初仕事
まず向かったのは、雅も祖母に付いて行き何度も顔を合わせた事のある気心知れた神様、ニニギ様のお社である。
大きな御神木が目印で広大な土地と立派なお社が待ち受けている。
入り口から入ろうとすると2匹の狛犬が立ち塞がる。
「待て小娘。おまえ一人何用だ?」
「巫女郵便です。お目通り願います」
巫女郵便の証でもある、ぼんぼりを掲げて見せると渋々ながらも道を開けてくれた。
何度も来てるが一人で来たのは初めてなのでドキドキする。
緩い階段を登り、ニニギ様がいらっしゃるお社へ向かう。
「おや、雅かい?こんにちは」
「ニニギ様、こんにちは。巫女郵便です」
お社にいたニニギ様の方が先に雅に気付いて挨拶してくれた。
「今日から巫女郵便の仕事を引き継ぎました。不束者ですが、よろしくお願い致します」
「巫女郵便、今日からだったんだね。私の所が一番だなんて光栄だな」
ニコニコしてニニギ様はいつも穏やかで優しい。鞄から手紙を取り出し両手で渡す。
「どうぞ」
「はい。確かに受け取りました。ありがとう。これから、頑張ってね」
「はい!ありがとうございます!」
励ましの言葉をもらって嬉しくなり笑顔でお礼を伝える。
大きく手を振りニニギ様に別れを告げお社を出る。狛犬達は用が済んだならすぐ立ち去れと言うような目で見てくる。

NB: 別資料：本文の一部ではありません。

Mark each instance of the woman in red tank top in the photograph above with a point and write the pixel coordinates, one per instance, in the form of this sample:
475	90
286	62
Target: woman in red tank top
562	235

その狛犬達にもこれから何度も会うのだからと敬意を示し、お社を出てから振り返り深々とお辞儀をした。
拍子抜けした狛犬達は戸惑いながらもペコリとお辞儀を返してくれた。
あぁして素直だとかわいいなと思いながら次の配達場所を確認する。
次の神様は川の神様の所である。神様は皆お社があるわけではない。川の神様は全国に何人もいる。川の近くに石や銅像で祀られてる事が多い。どこにいるかはその時の神様の気分次第で変わるのでぼんぼりに従い歩いていく。
神之川の川の神様宛である。歪んだ次元を潜り抜けると田んぼと赤い橋が見えた。川に架かる赤い橋の所に行くと、目的の姿を見つけた。
「神様〜。郵便です!」
神之川を橋の上から眺めていたのは、線の細い綺麗な男性の神様だった。
「郵便…?」
雅から手紙を受け取ると川の神様は、その場で開けてすぐに読んだ。読む顔は穏やかだったのにだんだんと額に皺が寄り最後は悲しそうな顔をしていた。
「…嫌な事が書いてありましたか?大丈夫…ですか?」
神様を心配するなんて烏滸がましいかなと思いながらもつい口に出して言っていた。
気遣ってくれた雅に少し驚きながらも川の神様は苦笑した。
「大丈夫だよ。ただ…耳の痛い苦言が書いてあってな…」
なんて言ったらいいのか思いつかず黙っていると川の神様が頭を撫でてくれた。
「心配してくれてありがとう。でも苦言が来るのは私を見てくれている人がいるという事。私は見てくれてありがとうと言いたいよ」
悪口を言われてお礼を言うなんて、さすが心の広い神様だなと感心する。
「ただ、苦言しか言えないのは可哀想だと思うよ。人は言葉を持っている。言葉で想いを伝え合う。だから、私はどうせなら嬉しくなる言葉を使っていきたいと思うよ」
やっぱり神様は偉大だなと眩しく見える。
「私も…。同じ言葉なら人が嬉しくなる言葉を使っていきたいと思います」
その言葉に川の神様はまた優しく頭を撫でてくれた。
川の神様に頭を下げ別れを告げ、最後の手紙の届け先を確認する。